The above image is one of the first I have produced and ray traced in POV-Ray. The abstracted painter stuff seems to be working really well and the engines no longer care whether they are painting onto an OpenGL context or to a file with POV-Ray objects in it. I think this is one of the most exciting aspects of the work I have been doing - the painting code has been somewhat abstracted away from the engines allowing for multiple painter devices.
I haven't just been coding though. I had a lot to think about after aKademy and have been reading a great deal about Qt and API design. I have also been reading the book that Google sent me about producing open source software. One suggestion I really like and I think most projects should be using is of code review, where each commit is reviewed by other members of the project. At times I think I would find it tough to review the code of other project members but I can see how it can really improve the quality of the code and help us see what other people are doing in the project.
I need to run as it is my nephews birthday today and I am expected. Hope you like the image. The POV-Ray export is extremely rough right now and needs a lot of things to be done before I would consider it ready for prime time. The philosophy of maintaining minimal local revisions also appeals to me though and so I am trying to stick to that too. I hope to be making much nicer images soon.
Before everything hit me with the wedding and move, I had hoped to get initial SWIG wrappers for Avogadro and a simple scripting extension. The latter would make it extremely easy to handle computational modeling tasks like submitting a job to Gaussian or GAMESS or whatever, and then re-reading any output file.
Of course if Marcus or Donald or someone else implements it first, so much the better.

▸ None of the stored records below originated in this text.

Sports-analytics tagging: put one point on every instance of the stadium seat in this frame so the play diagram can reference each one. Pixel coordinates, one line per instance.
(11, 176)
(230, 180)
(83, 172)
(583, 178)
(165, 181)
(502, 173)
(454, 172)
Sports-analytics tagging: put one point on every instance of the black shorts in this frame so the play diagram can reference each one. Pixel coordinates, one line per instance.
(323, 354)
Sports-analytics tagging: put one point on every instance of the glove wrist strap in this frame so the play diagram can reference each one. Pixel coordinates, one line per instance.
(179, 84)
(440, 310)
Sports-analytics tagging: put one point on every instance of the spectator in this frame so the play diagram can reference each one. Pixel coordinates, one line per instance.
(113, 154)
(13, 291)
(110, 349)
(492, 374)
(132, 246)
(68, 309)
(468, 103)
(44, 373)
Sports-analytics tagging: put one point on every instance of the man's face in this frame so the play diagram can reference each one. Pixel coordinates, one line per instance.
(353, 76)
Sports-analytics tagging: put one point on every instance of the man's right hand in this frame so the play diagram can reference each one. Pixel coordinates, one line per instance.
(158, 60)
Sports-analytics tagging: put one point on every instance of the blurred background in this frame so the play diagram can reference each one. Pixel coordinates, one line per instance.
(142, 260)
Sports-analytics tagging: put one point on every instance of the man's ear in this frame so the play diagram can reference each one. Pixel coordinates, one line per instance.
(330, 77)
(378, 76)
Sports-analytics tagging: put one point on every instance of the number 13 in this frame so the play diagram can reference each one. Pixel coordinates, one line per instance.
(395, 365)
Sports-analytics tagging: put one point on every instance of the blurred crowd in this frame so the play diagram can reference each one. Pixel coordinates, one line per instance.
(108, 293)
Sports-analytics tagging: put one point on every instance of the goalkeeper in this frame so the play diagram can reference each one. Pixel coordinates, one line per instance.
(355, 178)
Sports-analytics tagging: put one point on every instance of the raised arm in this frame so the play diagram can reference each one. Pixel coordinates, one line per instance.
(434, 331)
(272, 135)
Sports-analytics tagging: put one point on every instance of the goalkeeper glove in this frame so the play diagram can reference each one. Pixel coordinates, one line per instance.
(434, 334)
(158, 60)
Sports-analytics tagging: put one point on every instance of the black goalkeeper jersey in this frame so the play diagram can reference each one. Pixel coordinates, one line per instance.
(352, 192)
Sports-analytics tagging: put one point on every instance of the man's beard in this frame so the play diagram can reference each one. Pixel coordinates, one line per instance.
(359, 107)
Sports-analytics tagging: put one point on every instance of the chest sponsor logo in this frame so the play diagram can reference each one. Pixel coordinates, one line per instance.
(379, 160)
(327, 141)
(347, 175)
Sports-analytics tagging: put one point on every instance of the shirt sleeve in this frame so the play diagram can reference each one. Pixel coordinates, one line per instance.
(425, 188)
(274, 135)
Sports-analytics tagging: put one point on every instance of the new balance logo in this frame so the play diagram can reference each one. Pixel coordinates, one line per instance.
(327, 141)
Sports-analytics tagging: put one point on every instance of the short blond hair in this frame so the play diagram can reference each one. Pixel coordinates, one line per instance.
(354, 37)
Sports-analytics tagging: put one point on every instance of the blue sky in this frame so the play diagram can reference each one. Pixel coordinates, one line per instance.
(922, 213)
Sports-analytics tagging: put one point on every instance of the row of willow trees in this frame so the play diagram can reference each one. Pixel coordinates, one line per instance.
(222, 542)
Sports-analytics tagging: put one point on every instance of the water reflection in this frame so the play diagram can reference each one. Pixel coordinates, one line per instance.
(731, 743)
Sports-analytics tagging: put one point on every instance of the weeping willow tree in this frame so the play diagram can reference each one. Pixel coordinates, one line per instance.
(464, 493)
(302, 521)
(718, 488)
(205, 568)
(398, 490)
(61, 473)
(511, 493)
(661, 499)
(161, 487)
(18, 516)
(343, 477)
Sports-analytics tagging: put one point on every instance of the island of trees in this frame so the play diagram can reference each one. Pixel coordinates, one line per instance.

I'm quite sure we can have good access from Ruby, Python, and Perl, much like Open Babel -- it might just not be until September at this rate.
As far as code review, it's definitely a good idea, although in practice I find adding quality comments, internal documentation, and unit tests more useful. The challenge is often not just the code review, but being able to come back to your own (or other) code weeks or months later and knowing quickly what it's supposed to do.
I certainly agree that quality code comments, internal documentation and unit tests are also useful. I attended a talk on the unit test framework available to Qt and KDE applications and saw how powerful it could be.